When Quilty appeared in industry trade publications earlier this year, its pitch was concrete and striking: upload a screenplay to the platform and receive a reliable prediction of whether that film would succeed at the box office. Not a vague estimate, but a quantified assessment based on the text. Exactly the kind of promise that triggers alarm bells for studio executives and independent producers who have bet money on the wrong project.
What happened next, according to The Verge, reveals the gap between announcement and product quite clearly: those with actual access to the tool came away with serious reservations. One of the most cited criticisms is that the system predicted the failure of films that were documented successes, raising questions about the model's validity beyond demonstration materials.
What Quilty Actually Does
Quilty analyses film scripts using a language model trained, according to founders Simon Horsman and Daniel Wood, on historical box office performance data correlated with textual features of screenplays: narrative structure, dialogue density, character arcs, genre, tone. The underlying idea is not new; academic papers attempting to predict commercial film success from variables extracted from scripts have circulated for years.
What Quilty adds is an accessible interface and the promise of operational precision, not just statistical correlations for a journal article. That raises the bar significantly: if you are selling it as a decision-making tool in an industry where a single bet can mean tens of millions of dollars, acceptable error margins are entirely different from those in academic research.

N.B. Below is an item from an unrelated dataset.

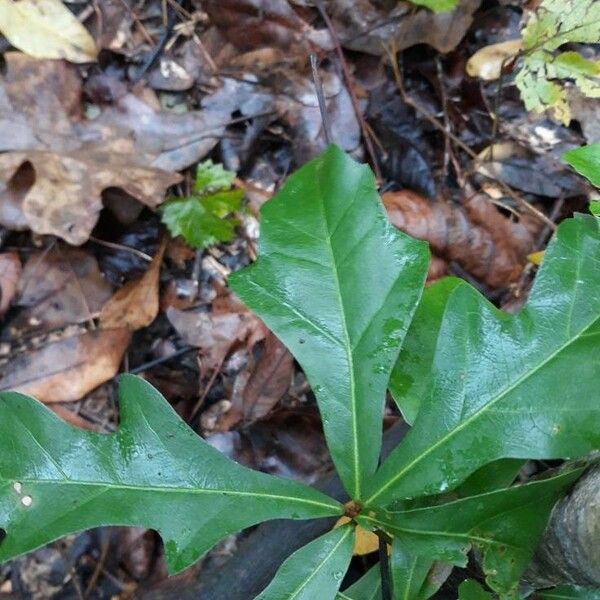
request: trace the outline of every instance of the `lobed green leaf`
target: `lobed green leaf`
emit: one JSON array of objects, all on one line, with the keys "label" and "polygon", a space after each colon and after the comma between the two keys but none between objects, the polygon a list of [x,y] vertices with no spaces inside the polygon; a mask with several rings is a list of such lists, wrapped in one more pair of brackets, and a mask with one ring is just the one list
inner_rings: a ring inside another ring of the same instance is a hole
[{"label": "lobed green leaf", "polygon": [[161,534],[174,573],[250,525],[341,513],[312,488],[223,456],[144,380],[123,376],[119,400],[121,425],[102,435],[0,394],[0,561],[83,529],[131,525]]},{"label": "lobed green leaf", "polygon": [[370,169],[330,146],[262,207],[259,254],[231,287],[302,365],[340,478],[359,500],[379,460],[426,245],[389,223]]},{"label": "lobed green leaf", "polygon": [[569,458],[600,446],[600,223],[561,223],[529,301],[502,313],[464,283],[451,295],[433,382],[367,504],[437,494],[500,458]]}]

Why Scepticism Is Reasonable
The fundamental problem is structural. Predicting a film's success means modelling variables that do not exist in the screenplay: the marketing campaign, release timing, the cast, how streaming platform algorithms respond, the public's mood in that particular month. An excellent screenplay can flop; a mediocre one can become a cultural phenomenon. Extra-textual factors are not secondary noise—they are often the deciding factor.
Then there is confirmation bias, difficult to avoid: historical data available reflects decisions already made. Major studios produce certain types of films; independent producers with smaller budgets have different distribution patterns. A model trained on that data will tend to reward screenplays resembling what has already been financed and distributed at scale, penalising atypical projects that, precisely, have delivered the most profitable surprises.

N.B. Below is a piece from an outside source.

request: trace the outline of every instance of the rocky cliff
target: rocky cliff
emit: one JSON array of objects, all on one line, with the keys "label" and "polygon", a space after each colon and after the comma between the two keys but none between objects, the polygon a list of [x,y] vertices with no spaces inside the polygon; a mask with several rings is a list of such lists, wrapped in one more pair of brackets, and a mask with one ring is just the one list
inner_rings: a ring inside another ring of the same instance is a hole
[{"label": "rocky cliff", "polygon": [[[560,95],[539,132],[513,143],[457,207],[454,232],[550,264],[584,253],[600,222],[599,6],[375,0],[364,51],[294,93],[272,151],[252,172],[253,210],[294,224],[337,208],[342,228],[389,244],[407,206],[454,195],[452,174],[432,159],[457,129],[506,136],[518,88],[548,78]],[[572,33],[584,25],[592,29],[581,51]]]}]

Where It Might Still Make Sense
That said, tools like Quilty are not useless by definition. Their real value probably lies not in replacing the judgement of an experienced script reader or a producer with decades of experience, but in speeding up an earlier filtering stage when material volume is high. A mid-size production company receiving hundreds of screenplays annually could use automated analysis to prioritise human reading, not substitute for it.
The risk, which the industry knows from other AI applications in the creative sector, is that the tool gets used with more authority than it deserves. If an executive dismisses a project because "the AI gave it a low score" without understanding the model's limitations, the damage is not theoretical.

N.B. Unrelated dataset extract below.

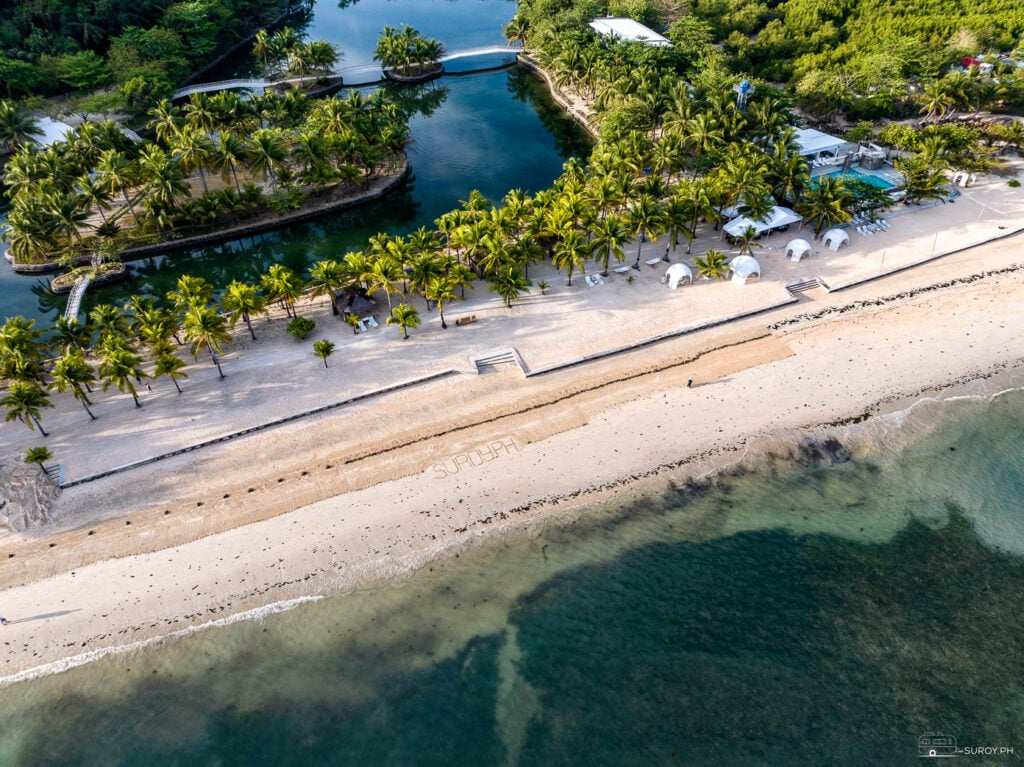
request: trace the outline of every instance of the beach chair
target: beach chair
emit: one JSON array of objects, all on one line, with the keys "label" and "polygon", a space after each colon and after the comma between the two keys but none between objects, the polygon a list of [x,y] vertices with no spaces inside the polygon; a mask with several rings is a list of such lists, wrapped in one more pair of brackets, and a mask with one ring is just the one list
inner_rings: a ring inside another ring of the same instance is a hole
[{"label": "beach chair", "polygon": [[359,332],[360,333],[365,333],[366,332],[366,320],[359,320]]},{"label": "beach chair", "polygon": [[376,317],[367,317],[366,318],[366,324],[369,325],[371,328],[379,328],[380,327],[380,325],[377,324]]},{"label": "beach chair", "polygon": [[604,285],[604,277],[602,277],[600,274],[595,274],[590,279],[594,281],[595,285]]},{"label": "beach chair", "polygon": [[619,266],[615,268],[616,274],[626,274],[629,271],[628,266]]},{"label": "beach chair", "polygon": [[658,258],[648,258],[646,261],[644,261],[644,263],[647,264],[648,266],[654,266],[655,264],[660,264],[661,263],[661,256],[658,256]]},{"label": "beach chair", "polygon": [[593,277],[591,277],[591,276],[590,276],[589,274],[585,274],[585,275],[583,275],[583,279],[585,279],[585,280],[587,281],[587,284],[588,284],[588,285],[589,285],[590,287],[594,287],[594,278],[593,278]]}]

A Promise That Needs More Evidence
Quilty has work ahead if it wants to win the trust of an industry used to being sold technological solutions that do not quite work in actual production. Independent validation, using data from films the model has not seen during training, would be a necessary first step. Until then, the promise of "predicting a hit by reading the script" merits exactly the level of enthusiasm it has generated among professionals who tried it: cautious interest, with no commitments.
What strikes us most is not whether Quilty works or not, but the speed at which insufficiently validated tools reach industry media with narratives of precision their own users do not confirm. That tells us more about the moment than about the product.